Rurbanity and Mediatization: A case study of TV consumption on an Argentine agro-town
Keywords:
mediatization, city, country, television, consumptionAbstract
This text connects the hegemonic urbanization and mediatization processes to demonstrate how television consumption, an experience in contemporary life, also permeates, in a particular way, a specific Latin-American territory made up of the interpenetration of urban and rural features.If in the modern 21st-century city one of the main practices consists on watching and being watched, it is worth identifying the ubiquitous cases of TV consumption inside and outside home in the various urban agglomerations, and particularly the agro-town of the Argentine Pampas, as a basic experience in the peripheral advanced modernity.
Cities are thoroughly approached from the sociocultural theory, but a one-dimensional approach from multiple perspectives prevails: the core of the industrial development and the capitalist concentration, a text resulting from the rapid exchange of messages, that social space different from the rural space, a particular enclave displayed along the historical time, an alternative fictional discourse capable of mobilizing social desires, and a narrative tension between a real city and a absent city.
Advanced modernity includes simultaneous globalization, urbanization, individualization, and mediatization processes, among other dynamics. Due to mediatization, the core processes of sociocultural activities such as politics, religion and education, are, as a result, influenced by and dependent from the media. The importance of television and other devices refers to their presence within society as a semi-autonomous institution and, at the same time, integrated within other social institutions. Thus, urban residents live as in a television condition.
As a consequence, a socio-communicational analysis should be conducted of the towns in the Argentine Pampas Region and of the media consumption of the urban population, which does not recreate a one-dimensional and dichotomous tendency of the social theory.
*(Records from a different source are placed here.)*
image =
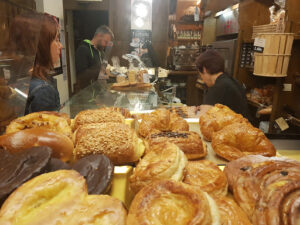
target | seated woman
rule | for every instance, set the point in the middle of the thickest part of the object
(222, 89)
(43, 94)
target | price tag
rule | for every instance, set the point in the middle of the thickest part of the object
(282, 124)
(259, 45)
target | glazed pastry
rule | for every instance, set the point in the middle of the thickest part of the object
(240, 139)
(161, 120)
(164, 161)
(98, 172)
(169, 202)
(50, 120)
(230, 212)
(261, 182)
(16, 169)
(216, 119)
(61, 145)
(188, 141)
(207, 176)
(115, 140)
(101, 115)
(60, 198)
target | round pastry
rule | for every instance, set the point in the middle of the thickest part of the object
(98, 172)
(230, 212)
(164, 161)
(16, 169)
(161, 120)
(61, 145)
(240, 139)
(216, 119)
(115, 140)
(50, 120)
(102, 115)
(207, 176)
(188, 141)
(168, 202)
(255, 175)
(60, 198)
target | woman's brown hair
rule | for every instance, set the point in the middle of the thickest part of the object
(43, 62)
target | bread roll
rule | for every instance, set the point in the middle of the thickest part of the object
(161, 120)
(240, 139)
(61, 145)
(216, 119)
(207, 176)
(188, 141)
(102, 115)
(115, 140)
(230, 212)
(164, 161)
(168, 203)
(51, 120)
(60, 198)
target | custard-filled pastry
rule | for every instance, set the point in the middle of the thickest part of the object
(169, 202)
(260, 184)
(188, 141)
(216, 119)
(102, 115)
(161, 120)
(207, 176)
(240, 139)
(58, 122)
(60, 198)
(230, 212)
(115, 140)
(164, 161)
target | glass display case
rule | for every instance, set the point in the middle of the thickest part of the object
(99, 94)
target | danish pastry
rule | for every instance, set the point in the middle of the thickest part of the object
(16, 169)
(266, 188)
(207, 176)
(101, 115)
(115, 140)
(51, 120)
(240, 139)
(60, 198)
(217, 118)
(230, 212)
(61, 145)
(161, 120)
(188, 141)
(164, 161)
(169, 202)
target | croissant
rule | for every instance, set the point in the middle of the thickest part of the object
(161, 120)
(217, 118)
(240, 139)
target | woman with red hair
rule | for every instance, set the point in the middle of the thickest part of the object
(43, 94)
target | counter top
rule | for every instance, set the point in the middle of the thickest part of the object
(183, 72)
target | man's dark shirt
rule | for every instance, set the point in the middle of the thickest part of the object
(88, 63)
(229, 92)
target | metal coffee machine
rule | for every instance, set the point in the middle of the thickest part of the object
(184, 58)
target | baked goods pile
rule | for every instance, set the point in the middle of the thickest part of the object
(232, 136)
(60, 197)
(267, 189)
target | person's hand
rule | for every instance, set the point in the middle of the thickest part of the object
(204, 109)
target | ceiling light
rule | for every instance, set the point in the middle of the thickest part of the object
(141, 10)
(139, 22)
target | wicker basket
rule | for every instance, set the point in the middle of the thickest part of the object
(274, 61)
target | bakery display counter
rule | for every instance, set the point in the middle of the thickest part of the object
(99, 94)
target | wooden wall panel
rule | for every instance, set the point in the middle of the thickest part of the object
(74, 5)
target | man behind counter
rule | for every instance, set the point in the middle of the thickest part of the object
(90, 56)
(222, 88)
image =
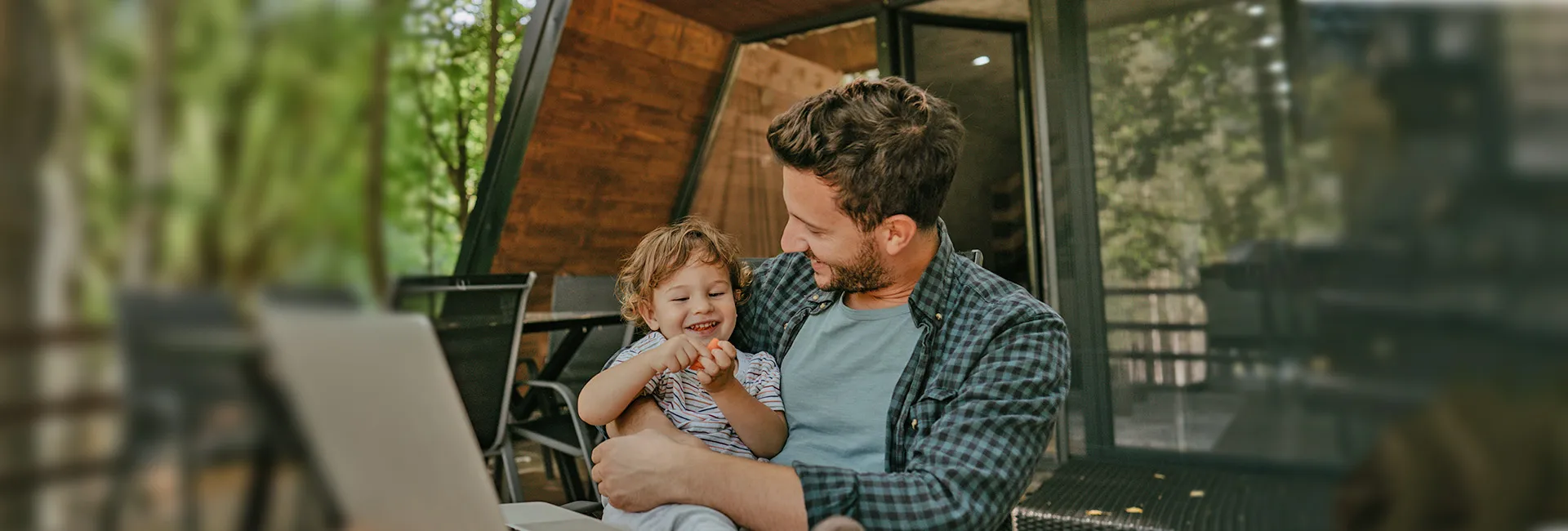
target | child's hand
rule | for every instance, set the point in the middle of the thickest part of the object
(673, 356)
(719, 367)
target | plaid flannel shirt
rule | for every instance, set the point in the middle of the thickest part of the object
(971, 413)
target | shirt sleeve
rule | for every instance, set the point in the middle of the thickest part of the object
(971, 466)
(763, 381)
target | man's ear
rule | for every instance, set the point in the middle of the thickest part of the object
(896, 234)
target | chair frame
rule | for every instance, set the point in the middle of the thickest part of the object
(507, 474)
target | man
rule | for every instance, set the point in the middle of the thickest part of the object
(920, 387)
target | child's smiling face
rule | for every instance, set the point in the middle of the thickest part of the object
(698, 301)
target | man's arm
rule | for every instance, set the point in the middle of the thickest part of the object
(645, 471)
(969, 467)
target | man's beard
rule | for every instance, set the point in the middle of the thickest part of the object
(862, 274)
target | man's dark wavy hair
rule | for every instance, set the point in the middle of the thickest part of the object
(888, 148)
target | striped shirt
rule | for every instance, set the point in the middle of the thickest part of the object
(692, 409)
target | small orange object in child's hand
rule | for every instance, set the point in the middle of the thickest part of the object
(710, 346)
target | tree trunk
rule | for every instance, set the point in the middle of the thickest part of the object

That is, given the historical characteristic of the predominance of agriculture in the inland of the Argentine Pampas, now globalized under the agro-business model, it is appropriate to assume a perspective on the possibilities of hybridizations or mixtures on the display of certain urban systems that are always constructed dynamically with reference to a multi-dimensional context.
The rediscussion of the concept of “agro-town”, generally limited to the acknowledgement of urban territories with a predominance of agro-industrial activity, seems relevant in order to analyze, from a relational and historical perspective, several towns in that region made up of five central provinces in Argentina. At the same time, it is worth identifying the specificity of the mediatized cultural consumptions of these particular territories that are, in some sense, “rurban” territories, i.e. urban and rural spaces at the same time.
A study with these objectives includes three operations integrated into a methodological convergence or triangulation strategy: a) the discussion of the history, relevance and significance of the “agro-town” notion within the frame of the sociocultural theory in order to understand its implications on the studies about the relationships among communication, media, and urban territories; b) the analysis of the quantitative secondary data on TV consumption in the residences of a particular urban configuration, such as Río Cuarto town (Córdoba, Argentina); and c) an ethnographic exploration of other places within this medium-sized urban area that describes certain ways of exposure to television also given on a daily basis and outside home.